# Clean up after opening excel from C#/.NET application(excel.exe process not terminating)



## varghesejim (Oct 7, 2014)

We are opening an excel file from our application and display that to the user


```
Microsoft.Office.Interop.Excel.Application ExcelApp;
            try
            {
                ExcelApp = (Microsoft.Office.Interop.Excel.Application)System.Runtime.InteropServices.Marshal.GetActiveObject("Excel.Application");
            }
            catch
            {
                ExcelApp = return new Microsoft.Office.Interop.Excel.Application();
            }

            ExcelApp.Visible = true;
            ExcelApp.WindowState = XlWindowState.xlMaximized; 

            var wrkBooks = ExcelApp.Workbooks;

            var wrkBook = wrkBooks.Open(fileName, 0, false, 5, "", "", false, Microsoft.Office.Interop.Excel.XlPlatform.xlWindows, "",
                                         true, false, 0, true, false, false);
```

This works and opens the excel file for the user. However, when the user closes the excel file, excel.exe still remains in memory. 
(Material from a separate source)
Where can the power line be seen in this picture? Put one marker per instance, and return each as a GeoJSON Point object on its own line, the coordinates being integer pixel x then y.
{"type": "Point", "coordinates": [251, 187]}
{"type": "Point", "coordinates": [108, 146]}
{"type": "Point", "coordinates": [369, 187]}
Probably the application still has some references to excel. How to make sure we remove all references to excel from the .net app?


----------



## RoryA (Oct 7, 2014)

AFAIK, you need to call ReleaseCOMObject and garbage collect, preferably twice.


----------



## varghesejim (Oct 7, 2014)

RoryA said:


> AFAIK, you need to call ReleaseCOMObject and garbage collect, preferably twice.



Thanks.Added the following after the code. But this does not have any impact it seems.After closing excel, the process still remains in memory.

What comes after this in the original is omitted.